Damn you JGC. It happens every time I go ten-pin bowling. You step up onto the lane wearing those ridiculous shoes with your fingers plunged deep inside a Bakelite sphere. You have no idea what you are doing and after you have released the ball you are just glad that it hasn't taken your fingers with it. And then some supernatural force guides the bowling ball down the lane, crashes it into the pins which collapse like perfectly detonated cooling towers. "A strike" someone shouts and, being of a certain age, you quickly check to see if the cafeteria staff are still working. And then you realise that you have, accidentally, done rather well. If you can do as well as that by sheer chance, what will the results be like if you try, if you think about it, if you refine your action? And you spend the rest of the evening watching your ball trundle down the side alley. The pins become monoliths which will remain standing for centuries.
So thank you JGC for your kind words about my Haiku. Thank you and damn you.
Leaving all poetic pretensions aside, I took up my old occupation of trawling the highways and byways of the Internet in search of joyful stimulation. And I discovered the website of the the auctioneers, Bonhams.

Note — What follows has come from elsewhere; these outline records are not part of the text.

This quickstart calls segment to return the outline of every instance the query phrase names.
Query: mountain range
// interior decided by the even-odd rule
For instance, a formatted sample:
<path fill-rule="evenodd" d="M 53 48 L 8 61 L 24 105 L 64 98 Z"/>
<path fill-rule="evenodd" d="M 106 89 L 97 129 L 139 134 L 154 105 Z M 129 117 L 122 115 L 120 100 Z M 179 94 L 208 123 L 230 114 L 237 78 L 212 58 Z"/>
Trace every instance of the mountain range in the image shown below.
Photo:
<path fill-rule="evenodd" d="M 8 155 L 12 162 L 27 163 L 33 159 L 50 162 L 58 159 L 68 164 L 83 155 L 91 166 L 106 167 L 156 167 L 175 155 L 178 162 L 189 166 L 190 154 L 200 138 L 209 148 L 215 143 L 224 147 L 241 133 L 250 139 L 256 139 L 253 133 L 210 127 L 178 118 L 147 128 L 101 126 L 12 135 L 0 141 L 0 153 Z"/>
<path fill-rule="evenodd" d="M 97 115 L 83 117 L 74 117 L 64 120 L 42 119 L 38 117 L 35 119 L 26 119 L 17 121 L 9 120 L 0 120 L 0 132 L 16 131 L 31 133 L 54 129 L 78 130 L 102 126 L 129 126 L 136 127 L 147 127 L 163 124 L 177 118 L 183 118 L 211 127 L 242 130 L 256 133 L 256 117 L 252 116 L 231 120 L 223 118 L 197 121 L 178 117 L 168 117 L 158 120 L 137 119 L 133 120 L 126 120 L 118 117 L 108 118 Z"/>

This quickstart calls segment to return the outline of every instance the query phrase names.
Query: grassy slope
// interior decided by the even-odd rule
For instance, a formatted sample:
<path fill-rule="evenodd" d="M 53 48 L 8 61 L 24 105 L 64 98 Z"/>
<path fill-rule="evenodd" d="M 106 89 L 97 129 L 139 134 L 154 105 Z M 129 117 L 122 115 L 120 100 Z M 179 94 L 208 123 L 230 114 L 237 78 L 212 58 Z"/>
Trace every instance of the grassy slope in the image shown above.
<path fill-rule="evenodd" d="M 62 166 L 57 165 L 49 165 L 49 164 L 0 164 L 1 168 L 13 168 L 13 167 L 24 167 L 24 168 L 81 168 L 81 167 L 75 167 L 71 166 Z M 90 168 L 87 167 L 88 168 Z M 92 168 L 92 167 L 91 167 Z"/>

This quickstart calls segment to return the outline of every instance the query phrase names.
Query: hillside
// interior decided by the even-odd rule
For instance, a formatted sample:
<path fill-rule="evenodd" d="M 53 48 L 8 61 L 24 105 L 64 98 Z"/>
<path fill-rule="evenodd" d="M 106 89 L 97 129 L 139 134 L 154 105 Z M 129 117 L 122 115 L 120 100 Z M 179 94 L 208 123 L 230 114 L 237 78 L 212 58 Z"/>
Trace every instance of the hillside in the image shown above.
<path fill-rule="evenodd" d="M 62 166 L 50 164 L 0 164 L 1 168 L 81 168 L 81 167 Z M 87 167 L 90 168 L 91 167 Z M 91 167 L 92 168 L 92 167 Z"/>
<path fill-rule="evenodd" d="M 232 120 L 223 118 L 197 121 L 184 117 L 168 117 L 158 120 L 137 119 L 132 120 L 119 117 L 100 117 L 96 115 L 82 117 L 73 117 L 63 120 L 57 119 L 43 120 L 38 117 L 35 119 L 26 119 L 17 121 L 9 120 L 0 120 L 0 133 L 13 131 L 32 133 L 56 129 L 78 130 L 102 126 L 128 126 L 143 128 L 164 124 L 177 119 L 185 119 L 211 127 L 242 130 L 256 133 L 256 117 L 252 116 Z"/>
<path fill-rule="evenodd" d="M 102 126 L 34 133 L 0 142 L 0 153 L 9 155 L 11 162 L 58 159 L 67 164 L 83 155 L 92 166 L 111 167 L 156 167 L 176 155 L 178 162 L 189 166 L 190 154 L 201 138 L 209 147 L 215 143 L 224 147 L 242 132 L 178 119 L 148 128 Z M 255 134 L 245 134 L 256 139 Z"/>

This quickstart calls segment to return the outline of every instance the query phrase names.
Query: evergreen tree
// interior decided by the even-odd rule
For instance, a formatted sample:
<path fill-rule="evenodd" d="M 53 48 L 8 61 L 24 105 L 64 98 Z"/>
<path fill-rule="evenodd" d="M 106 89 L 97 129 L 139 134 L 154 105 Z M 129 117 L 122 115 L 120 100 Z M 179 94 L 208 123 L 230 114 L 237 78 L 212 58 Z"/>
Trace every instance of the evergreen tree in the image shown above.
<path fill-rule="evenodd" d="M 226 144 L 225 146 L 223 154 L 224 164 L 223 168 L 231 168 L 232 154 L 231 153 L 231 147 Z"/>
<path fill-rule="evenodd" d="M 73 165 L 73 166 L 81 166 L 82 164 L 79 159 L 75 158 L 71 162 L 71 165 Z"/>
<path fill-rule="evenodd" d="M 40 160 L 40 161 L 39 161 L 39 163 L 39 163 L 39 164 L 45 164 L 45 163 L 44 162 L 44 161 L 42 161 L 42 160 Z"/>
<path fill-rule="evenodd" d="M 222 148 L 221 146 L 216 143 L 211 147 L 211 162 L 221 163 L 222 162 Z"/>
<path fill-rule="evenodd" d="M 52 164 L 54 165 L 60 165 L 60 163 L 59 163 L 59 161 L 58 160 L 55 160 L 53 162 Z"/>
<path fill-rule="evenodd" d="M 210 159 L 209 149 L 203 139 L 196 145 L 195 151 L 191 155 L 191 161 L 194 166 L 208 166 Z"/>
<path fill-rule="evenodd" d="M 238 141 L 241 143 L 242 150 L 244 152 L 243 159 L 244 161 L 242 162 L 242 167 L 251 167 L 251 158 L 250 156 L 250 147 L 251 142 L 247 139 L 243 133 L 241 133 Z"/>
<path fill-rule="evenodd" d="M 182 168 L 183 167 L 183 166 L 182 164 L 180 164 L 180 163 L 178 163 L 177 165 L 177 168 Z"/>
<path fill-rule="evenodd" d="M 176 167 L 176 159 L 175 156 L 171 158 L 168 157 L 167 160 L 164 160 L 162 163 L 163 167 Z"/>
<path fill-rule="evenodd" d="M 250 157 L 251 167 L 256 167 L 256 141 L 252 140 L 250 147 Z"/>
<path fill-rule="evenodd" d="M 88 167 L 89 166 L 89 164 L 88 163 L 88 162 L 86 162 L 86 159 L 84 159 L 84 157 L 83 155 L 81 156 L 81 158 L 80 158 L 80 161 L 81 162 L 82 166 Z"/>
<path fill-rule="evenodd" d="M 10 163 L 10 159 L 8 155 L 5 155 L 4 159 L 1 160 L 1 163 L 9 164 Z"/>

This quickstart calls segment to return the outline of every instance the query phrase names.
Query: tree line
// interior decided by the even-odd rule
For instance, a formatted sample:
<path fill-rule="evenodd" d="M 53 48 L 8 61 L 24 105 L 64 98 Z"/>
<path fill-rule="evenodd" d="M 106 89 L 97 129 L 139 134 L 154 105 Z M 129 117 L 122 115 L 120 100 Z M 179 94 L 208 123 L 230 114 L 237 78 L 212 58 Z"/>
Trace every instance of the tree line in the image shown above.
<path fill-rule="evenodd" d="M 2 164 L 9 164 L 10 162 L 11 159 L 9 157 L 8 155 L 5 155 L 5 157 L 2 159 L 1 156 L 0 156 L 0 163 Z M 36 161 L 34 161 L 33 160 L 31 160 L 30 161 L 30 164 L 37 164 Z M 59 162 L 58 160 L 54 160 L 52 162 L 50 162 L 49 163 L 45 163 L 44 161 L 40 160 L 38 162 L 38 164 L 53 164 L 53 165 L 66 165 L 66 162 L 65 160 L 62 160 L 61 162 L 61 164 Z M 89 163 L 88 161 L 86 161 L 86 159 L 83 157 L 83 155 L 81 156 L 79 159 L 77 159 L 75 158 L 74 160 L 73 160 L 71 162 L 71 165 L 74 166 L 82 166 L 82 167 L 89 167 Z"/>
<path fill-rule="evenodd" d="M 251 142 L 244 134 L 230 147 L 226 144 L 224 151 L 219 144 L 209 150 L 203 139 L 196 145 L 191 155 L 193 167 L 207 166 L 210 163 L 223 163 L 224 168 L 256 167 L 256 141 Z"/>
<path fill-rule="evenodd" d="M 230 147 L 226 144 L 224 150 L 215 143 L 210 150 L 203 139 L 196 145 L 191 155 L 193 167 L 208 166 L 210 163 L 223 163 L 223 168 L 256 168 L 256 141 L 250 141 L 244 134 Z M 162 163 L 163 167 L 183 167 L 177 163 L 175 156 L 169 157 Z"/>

What is wonderful about it is that the full catalogues for all the individual auctions are available on-line (these are the things which used to cost an arm and a gavel and therefore to have free on-line access to them is yet another reason to fall down in praise in front of the great web-God).
The catalogue I looked at was for the "Collectors' Sale of Potlids, Goss and Crested China, Commemoratives Art & Antiques". As with all such things, the real exotica can be found at the end of the catalogue so I quickly turned to the final lot, Lot 1304 "A bench seat with painted wrought iron frame, together with a stone bust of a man on a fluted plinth". Now I badly want this item. I think of little else all day (Alexander, who is Alexander?). I picture the bench seat on my yellow balcony. I imagine long conversations with the man on a fluted plinth. I rediscover my muse.
Haiku 75
On a cold dark night
A man on a fluted plinth
Pines for a bidder
I'm saying nothing, merely stand in awed silence in the face of genius.